Adventures in Ice Cream

Adventures in Ice Cream

As head of research and development for Van Leeuwen Artisan Ice Cream, Ellie Zitsman draws inspiration from her adventures to create new flavors.

By Layla Ferris ’18

Ellie Zitsman ’07 never expected to travel the world or land a job dreaming up one-of-a-kind ice cream flavors.

After earning her bachelor’s degree in liberal studies (now called interdisciplinary studies), she packed up and worked in London for six months before catching “the travel bug.”

During the next two years, she immersed herself in the cultures of 52 countries — including Norway, Croatia, South Korea and Laos.

“I would come home to St. Augustine and work in restaurants as a server and bartender, and then go back to traveling,” Zitsman says. “When I was traveling, I was eating really great food and taking cooking classes in Thailand and Mexico.”

Those food-inspired journeys abroad ignited a passion for cooking, which she applied at the Natural Gourmet Institute, a culinary school in New York City.

After several years of working long hours in fine-dining kitchens, Zitsman found stability in her next career stop: as a baker at Van Leeuwen Artisan Ice Cream in New York City. She helped make “inclusions,” which are cake bits, cookie pieces or anything else added into the ice cream.

In December 2017, she pitched an idea to create a new position at Van Leeuwen to help concoct new flavors and handle product development logistics.

“I use a lot of my culinary interests from around the world for flavor creations. Traveling really gave me the background and confidence to do a position like this. I think that was a big part of getting this job.”
Ellie Zitsman ’07

“I wanted to spend more time researching food trends, planning our menus and testing recipes before releasing new flavors,” Zitsman says. “Seasonal flavors and new additions to our core menu are what continue to keep us relevant, and I didn’t want that aspect to fall through the cracks.”

The company took a chance, and Zitsman has been head of research and development ever since.

What is a typical day on the job like?

“I’m technically a department of one. I would say 70 percent of my time is in the office in Brooklyn. A lot of my job is sourcing quality ingredients and doing a lot of work on the supply chain side, and then I’m also writing recipes. I create the seasonal menus of four new flavors that switch out about every six weeks.”

What do you consider when making new flavors?

“It’s really a combination of what’s trending in the dessert world, what’s available seasonally as far as foods go, things I’ve seen that excite me and what’s popular on social media. I tend to follow my instincts to create trends. I’m currently working on releasing a dairy- and nut-free oat milk line, making oat milk from organic oats in house.”

What’s your favorite flavor you’ve created?

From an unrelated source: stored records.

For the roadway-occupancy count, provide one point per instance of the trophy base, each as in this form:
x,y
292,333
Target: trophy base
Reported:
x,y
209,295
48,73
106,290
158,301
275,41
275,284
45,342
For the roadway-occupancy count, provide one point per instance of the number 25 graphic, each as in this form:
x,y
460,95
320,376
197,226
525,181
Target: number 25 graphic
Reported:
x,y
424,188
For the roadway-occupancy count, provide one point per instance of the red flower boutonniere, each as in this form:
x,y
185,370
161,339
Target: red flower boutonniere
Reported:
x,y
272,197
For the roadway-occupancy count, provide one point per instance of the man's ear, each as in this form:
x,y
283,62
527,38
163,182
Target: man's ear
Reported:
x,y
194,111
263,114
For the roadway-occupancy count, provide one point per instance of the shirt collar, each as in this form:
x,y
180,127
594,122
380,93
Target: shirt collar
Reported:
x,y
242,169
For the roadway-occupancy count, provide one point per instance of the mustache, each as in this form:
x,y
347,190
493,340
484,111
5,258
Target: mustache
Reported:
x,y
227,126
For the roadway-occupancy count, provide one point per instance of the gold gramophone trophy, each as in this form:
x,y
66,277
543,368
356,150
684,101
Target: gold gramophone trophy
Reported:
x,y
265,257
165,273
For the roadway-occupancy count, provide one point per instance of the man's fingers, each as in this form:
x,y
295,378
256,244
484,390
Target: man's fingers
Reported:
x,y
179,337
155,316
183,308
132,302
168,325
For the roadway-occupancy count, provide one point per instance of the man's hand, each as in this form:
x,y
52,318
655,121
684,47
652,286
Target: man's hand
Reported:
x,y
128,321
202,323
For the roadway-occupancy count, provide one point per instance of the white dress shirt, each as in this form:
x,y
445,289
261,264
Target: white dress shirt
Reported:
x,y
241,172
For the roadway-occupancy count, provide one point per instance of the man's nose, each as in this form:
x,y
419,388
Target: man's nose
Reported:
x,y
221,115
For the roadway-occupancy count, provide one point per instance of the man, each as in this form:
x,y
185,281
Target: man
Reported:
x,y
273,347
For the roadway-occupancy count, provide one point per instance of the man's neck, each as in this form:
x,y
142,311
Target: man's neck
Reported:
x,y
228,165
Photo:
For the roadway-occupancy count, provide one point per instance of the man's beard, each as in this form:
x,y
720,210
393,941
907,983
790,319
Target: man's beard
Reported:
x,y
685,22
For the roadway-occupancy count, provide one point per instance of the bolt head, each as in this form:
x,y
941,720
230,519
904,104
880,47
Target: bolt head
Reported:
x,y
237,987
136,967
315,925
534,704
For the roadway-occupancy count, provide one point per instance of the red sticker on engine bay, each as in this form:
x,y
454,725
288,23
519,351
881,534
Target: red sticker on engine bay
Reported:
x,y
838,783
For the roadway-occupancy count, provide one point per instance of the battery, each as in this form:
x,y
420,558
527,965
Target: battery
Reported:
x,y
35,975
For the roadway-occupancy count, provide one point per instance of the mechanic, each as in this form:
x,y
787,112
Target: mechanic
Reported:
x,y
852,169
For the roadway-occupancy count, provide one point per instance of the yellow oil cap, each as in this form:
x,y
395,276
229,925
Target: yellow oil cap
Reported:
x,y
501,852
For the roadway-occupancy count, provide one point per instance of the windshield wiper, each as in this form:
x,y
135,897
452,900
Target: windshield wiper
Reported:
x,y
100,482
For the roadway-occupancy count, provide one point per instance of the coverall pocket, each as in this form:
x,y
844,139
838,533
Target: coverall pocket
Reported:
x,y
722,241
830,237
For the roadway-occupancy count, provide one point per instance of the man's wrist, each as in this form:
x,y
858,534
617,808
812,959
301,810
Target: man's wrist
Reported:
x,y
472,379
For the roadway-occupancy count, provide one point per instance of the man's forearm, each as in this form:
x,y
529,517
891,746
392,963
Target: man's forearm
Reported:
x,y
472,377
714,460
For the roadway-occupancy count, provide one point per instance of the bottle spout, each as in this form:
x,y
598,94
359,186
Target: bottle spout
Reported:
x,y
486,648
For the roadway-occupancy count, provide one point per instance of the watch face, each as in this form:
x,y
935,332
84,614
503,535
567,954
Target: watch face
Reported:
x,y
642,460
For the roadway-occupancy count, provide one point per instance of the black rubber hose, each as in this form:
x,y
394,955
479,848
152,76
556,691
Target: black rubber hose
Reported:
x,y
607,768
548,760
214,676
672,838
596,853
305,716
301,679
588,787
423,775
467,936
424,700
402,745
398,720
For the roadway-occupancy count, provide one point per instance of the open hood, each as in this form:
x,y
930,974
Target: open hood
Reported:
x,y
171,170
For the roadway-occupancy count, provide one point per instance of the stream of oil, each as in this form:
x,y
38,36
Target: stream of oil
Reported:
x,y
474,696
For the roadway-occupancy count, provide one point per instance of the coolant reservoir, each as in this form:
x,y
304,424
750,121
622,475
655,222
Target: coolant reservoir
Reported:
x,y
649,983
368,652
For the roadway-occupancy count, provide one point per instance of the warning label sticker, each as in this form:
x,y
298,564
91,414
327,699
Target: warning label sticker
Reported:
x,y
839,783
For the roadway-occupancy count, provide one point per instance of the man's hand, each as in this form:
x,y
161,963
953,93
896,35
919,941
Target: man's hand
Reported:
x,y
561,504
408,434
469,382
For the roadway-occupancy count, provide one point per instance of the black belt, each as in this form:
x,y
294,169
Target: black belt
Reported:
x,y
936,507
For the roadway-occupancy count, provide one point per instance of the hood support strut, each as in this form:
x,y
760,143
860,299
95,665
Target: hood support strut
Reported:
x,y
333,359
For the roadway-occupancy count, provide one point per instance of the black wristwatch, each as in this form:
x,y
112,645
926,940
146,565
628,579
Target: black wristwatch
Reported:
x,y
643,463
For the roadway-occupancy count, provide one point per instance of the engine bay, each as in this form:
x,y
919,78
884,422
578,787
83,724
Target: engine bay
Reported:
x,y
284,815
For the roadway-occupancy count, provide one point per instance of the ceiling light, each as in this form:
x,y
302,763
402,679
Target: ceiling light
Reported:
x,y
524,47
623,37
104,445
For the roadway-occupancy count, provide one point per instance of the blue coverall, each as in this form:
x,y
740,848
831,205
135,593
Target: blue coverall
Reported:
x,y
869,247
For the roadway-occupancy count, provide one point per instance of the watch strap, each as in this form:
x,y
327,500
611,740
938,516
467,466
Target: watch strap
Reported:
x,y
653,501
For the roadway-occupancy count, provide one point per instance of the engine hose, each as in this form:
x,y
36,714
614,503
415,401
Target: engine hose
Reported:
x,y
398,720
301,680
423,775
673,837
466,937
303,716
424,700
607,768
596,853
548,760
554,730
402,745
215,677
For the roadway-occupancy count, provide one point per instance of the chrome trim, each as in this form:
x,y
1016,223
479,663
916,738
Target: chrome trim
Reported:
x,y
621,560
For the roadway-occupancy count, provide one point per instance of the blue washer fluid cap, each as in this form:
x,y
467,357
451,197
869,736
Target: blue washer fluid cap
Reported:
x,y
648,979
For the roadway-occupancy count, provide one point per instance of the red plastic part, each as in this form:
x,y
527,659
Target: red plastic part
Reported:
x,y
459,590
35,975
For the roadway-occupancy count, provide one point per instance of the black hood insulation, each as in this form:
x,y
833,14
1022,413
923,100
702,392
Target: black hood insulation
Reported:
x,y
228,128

“Vegan passion fruit, which was specially created for our 10th anniversary in the summer of 2018. It was really beautiful because we used natural food dye from beet juice and purple carrot extract. It was a yellow ice cream with pink and purple cake bits, and the look of it was based off the color and design of Van Leeuwen’s first ice cream truck.”

What projects do research and development work on?

“One of my big missions last year was to get our Los Angeles locations on the same schedule as Brooklyn and sync up the releases of new flavors. Right now, we have 16 stores in NYC and LA, and we’re adding six more. Our wholesale pints are in some Whole Foods, so hopefully we’re going national with that this year.”

How did your travels shape who you are professionally?

“I use a lot of my culinary interests from around the world for flavor creations. Traveling really gave me the background and confidence to do a position like this. I think that was a big part of getting this job.”

What do you see in your future?

“In the long run, I want to definitely be involved in sharing my knowledge and finding some way to teach and pass along the things that I’ve learned. Maybe one day I’ll have some kind of teaching kitchen.”